While the FLN can explain the hierarchical organization of rhythmic groupings and pitch relations, it does not explain the culturally universal associations of simple harmonic ratios as consonant and more complex ratios as more dissonant. Furthermore, language, unlike music, is not interpreted in relation to a steady pulse (Patel, 2003). The perception of simple frequency ratios as consonant and and complex frequency ratios as dissonance can be attributed to the mechanisms underlying ASA, which group sounds together based on the overlap in their harmonic makeup. In regards to the limitations placed by every culture in the form of scales of discrete notes, Miller suggests that the fundamental constraints of short term memory explain why humans can only manage the relationship between “7, plus or minus 2” pitches at a time (1956). Tension and release are highly contextual (both musicologically and culturally), but comprise the basic lexicon of musical grammar (Lerdahl, 2001).

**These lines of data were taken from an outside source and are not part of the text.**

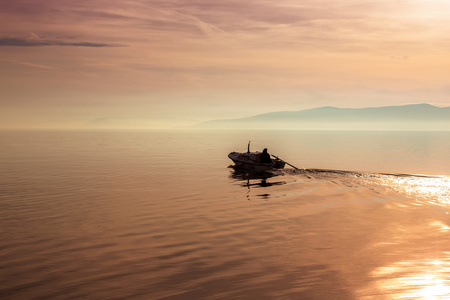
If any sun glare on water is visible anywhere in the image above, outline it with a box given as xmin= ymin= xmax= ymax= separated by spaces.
xmin=372 ymin=253 xmax=450 ymax=299
xmin=370 ymin=175 xmax=450 ymax=208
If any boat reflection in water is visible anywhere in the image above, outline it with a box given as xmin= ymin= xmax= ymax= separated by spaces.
xmin=230 ymin=166 xmax=286 ymax=200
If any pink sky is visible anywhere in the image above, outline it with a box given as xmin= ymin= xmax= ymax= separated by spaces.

The vocal learning and rhythmic synchronization hypothesis (VLRSH) suggests that the tendency to interpret and physically move to a steady rhythmic pulse (beat perception and synchronization, or BPS) emerges from a robust connection between the circuits for auditory learning and motor movement (Patel, 2006). This connection is necessary in species that demonstrate vocal learning, such as humans as well as several bird species, including songbirds and parrots. Empirical evidence shows that BPS is absent from humans’ primate relatives, but common to species who evolved vocal learning in convergence, indicating that BPS is a byproduct of the connections between the auditory system and motor systems related to interval timing (Patel et al., 2009). Experiments demonstrating BPS in sea lions – which are not known to be vocal learners – offer a challenge to the VLRSH (Rouse, Cook, Large, & Reichmuth, 2016), but the lack of data on the full extent of vocal learning in sea lions and the evidence for vocal learning in other pinnipeds renders this an ongoing debate (Patel, 2021).

Music and Communication

Based on the research outlined above, I propose three types of parallel musical information processing: semantic interpretation, effective interpretation, and metric interpretation. In semantic interpretation, inferences about a state of being are drawn from a set of musical sounds. This includes the learned association of sounds with meanings, encompassing a variety of sonic metaphors (up/down, fast/slow), representations of real concepts (instruments, binaural positioning), and culturally or evolutionarily trained evocations (threat responses triggered by low frequency information [Leventhal, Pelmear, & Benton, 2003]). In the case of music with accompanying lyrics, the sung lyrics carry semantic information in the form of language as well as the character of the voice, though some elements of vocal timbre are effective, rather than semantic.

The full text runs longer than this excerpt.